Both hospice and palliative care are options for providing care to patients with illnesses that affect their ability to take care of themselves. Palliative care, while a component of hospice care, can be considered a separate area of medical care for patients receiving one of these types of treatment. Palliative care focuses on relieving symptoms alongside the active medical treatment of a patient’s medical condition.
Understanding Hospice Care
Hospice care addresses the physical, emotional and spiritual needs of patients with life-limiting illnesses. Often, hospice care includes administration of prescribed medications and assistance with bathing, dressing and other routine activities. However, there are many different levels of care provided. In many cases, the care being provided is not full-time. It requires a caregiver, usually a family member, to be with the patient or other alternate arrangements.
Situations for Both Hospice and Palliative Care
Only terminally ill patients receive hospice care. It is frequently employed when medical treatment is no longer being used to cure an illness and when, if the disease runs its normal course, the patient is in the final six months of life. This diagnosis must be given by one or two physicians depending on the state. On the other hand, palliative care can be employed regardless of time frame and life expectancy and during active treatment.
Both hospice and palliative care focus on the patient’s family as well as the patient. Hospice can offer psychosocial and spiritual counseling which address discomfort caused by non-physical symptoms.
The Medicare Hospice Benefit and Medicaid Hospice Benefit both cover hospice care in full. The Veteran’s Administration and many private insurance providers also cover hospice care, though they may require the payment of co-pays.
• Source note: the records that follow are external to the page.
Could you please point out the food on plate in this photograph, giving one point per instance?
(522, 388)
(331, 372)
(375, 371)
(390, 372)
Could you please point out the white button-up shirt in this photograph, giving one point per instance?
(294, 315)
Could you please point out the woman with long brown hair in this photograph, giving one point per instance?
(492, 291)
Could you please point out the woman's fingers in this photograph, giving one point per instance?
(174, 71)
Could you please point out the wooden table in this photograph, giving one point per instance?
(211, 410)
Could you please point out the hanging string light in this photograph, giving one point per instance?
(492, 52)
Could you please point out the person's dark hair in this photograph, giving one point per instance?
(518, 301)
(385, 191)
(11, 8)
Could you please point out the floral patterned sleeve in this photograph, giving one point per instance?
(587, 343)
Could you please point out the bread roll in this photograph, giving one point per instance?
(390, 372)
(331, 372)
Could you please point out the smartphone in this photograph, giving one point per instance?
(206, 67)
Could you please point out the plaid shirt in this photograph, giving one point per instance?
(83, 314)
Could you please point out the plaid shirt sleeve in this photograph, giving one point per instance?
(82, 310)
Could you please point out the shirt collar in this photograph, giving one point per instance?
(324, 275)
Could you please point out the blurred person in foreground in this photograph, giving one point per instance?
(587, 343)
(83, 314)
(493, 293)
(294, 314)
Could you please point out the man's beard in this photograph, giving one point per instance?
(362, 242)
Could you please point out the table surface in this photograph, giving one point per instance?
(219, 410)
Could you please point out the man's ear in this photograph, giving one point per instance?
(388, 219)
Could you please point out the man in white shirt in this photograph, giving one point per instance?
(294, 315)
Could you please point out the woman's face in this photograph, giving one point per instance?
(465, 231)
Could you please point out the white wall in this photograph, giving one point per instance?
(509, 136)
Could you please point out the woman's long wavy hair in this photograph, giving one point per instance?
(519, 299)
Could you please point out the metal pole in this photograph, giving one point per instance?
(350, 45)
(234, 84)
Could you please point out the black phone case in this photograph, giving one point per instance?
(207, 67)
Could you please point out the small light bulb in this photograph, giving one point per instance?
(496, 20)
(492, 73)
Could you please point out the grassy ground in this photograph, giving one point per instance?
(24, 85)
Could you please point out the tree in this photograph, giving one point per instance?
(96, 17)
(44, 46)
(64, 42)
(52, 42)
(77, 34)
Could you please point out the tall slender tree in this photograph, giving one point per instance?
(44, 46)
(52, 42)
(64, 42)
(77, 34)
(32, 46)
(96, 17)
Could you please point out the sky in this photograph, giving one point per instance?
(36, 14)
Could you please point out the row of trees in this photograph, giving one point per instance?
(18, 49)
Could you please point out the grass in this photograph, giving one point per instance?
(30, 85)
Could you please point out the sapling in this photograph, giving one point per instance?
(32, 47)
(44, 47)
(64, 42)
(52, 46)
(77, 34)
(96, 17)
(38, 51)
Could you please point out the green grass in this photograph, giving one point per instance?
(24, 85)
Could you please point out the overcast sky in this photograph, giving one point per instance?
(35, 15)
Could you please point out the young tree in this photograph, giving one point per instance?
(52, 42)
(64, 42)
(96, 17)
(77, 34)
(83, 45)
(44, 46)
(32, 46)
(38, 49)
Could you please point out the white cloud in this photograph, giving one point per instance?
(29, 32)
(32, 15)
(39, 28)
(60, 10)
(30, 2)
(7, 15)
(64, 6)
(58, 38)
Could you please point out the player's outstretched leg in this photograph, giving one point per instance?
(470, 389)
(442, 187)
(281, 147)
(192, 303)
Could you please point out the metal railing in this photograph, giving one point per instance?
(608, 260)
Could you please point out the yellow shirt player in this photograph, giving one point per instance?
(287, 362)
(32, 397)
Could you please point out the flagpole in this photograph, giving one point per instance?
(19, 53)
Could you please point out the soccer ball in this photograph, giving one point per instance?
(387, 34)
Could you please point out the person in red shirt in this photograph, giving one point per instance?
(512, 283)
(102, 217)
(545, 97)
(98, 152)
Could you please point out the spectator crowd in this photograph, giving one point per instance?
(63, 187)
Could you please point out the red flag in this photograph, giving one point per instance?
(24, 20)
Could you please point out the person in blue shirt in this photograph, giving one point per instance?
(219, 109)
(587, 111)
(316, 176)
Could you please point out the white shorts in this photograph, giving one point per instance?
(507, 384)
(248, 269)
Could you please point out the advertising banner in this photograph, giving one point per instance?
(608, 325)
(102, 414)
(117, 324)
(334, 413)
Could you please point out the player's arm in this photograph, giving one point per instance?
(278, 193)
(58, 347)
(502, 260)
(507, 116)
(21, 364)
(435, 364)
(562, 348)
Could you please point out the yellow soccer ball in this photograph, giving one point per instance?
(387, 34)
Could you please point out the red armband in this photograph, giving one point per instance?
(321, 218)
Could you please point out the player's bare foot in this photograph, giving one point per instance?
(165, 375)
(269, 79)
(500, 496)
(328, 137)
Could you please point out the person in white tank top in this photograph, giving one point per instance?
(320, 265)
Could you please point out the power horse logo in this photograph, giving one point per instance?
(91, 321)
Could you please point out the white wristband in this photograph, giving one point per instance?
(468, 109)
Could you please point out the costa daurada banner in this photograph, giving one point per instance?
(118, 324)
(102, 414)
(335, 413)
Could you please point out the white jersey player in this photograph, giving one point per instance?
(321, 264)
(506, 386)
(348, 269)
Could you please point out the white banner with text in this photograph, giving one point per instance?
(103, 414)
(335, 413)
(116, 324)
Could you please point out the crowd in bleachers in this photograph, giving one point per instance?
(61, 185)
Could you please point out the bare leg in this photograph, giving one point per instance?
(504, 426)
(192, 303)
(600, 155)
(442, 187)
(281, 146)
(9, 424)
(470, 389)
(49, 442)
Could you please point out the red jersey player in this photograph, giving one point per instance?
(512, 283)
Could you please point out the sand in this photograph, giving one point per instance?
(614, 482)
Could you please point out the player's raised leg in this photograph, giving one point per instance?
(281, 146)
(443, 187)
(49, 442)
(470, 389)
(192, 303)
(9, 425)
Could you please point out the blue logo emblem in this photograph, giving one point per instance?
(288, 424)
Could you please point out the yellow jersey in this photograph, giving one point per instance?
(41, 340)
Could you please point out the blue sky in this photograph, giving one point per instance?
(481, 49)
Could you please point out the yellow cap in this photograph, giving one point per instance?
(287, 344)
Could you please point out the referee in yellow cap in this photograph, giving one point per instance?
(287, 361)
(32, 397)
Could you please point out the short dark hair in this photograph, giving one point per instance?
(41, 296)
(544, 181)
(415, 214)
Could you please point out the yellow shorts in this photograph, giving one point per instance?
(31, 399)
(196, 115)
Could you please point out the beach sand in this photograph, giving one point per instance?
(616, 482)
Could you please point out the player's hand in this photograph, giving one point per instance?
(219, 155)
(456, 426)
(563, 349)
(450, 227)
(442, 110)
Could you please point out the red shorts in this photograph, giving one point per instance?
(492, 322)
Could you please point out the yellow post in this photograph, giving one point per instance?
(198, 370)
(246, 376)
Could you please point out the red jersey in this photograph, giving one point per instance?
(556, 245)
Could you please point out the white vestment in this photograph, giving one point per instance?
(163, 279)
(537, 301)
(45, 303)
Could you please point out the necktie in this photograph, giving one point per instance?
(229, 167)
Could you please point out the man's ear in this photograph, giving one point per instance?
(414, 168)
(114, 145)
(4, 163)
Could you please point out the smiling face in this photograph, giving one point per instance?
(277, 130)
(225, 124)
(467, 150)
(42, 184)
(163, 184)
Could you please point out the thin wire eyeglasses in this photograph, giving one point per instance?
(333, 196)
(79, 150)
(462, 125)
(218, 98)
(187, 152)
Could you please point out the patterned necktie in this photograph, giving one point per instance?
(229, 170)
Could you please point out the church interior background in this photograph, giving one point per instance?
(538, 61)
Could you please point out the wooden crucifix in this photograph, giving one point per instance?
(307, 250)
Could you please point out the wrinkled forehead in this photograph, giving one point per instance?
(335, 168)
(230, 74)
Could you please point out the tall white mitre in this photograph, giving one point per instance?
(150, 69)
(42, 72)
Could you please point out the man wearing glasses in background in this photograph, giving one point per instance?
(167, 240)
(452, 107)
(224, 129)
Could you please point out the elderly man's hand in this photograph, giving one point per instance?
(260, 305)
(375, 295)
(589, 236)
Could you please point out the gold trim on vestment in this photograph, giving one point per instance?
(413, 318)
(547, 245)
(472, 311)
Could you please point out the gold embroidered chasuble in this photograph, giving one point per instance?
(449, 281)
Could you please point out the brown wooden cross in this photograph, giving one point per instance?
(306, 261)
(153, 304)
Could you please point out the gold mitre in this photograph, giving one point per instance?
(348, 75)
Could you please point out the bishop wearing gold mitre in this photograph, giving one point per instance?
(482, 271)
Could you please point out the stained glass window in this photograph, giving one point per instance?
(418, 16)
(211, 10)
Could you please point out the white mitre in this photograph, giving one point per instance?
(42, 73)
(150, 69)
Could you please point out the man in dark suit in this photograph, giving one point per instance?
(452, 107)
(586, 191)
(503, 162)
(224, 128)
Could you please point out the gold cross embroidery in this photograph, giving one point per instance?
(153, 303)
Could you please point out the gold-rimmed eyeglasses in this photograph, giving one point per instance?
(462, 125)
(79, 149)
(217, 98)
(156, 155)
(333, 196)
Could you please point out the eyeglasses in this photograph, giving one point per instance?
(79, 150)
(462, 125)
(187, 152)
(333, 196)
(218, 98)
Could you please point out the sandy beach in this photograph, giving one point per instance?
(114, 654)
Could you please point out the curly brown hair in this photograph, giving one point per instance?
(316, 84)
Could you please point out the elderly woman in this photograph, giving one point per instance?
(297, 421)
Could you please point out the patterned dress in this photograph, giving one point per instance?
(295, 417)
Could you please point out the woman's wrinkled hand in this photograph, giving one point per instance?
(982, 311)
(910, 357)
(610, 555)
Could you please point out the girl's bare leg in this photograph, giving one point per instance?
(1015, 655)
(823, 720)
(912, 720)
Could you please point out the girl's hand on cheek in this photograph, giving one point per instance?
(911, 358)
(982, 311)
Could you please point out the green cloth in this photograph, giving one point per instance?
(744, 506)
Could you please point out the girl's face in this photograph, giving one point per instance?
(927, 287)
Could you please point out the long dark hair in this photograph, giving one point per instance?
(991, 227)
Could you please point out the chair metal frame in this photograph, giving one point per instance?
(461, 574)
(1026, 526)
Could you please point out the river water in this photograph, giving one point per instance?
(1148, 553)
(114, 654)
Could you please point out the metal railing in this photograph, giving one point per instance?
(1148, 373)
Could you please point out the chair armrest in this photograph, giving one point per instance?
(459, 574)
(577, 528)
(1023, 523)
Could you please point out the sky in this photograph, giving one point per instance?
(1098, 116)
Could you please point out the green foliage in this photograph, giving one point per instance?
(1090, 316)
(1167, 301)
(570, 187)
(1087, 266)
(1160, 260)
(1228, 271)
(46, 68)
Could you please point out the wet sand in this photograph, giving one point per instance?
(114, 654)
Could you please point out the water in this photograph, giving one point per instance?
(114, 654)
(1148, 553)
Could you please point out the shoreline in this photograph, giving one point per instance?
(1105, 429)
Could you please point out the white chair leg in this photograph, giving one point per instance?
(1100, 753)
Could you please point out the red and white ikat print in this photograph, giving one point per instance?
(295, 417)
Our organization provides hospice and palliative care to all members of our community who are in need and meet the care criteria.
Medicare, Medicaid, and many forms of private insurance also cover palliative care if the patient meets their criteria.
Location of Care
The patient’s home is the most common setting for hospice care, be it a house, apartment, or nursing home or assisted living facility. Some services are conducted in hospitals, dedicated hospice facilities and skilled nursing facilities.
Palliative care is commonly delivered in the patient’s home or apartment, though it can also be received during the course of a short-term hospital stay.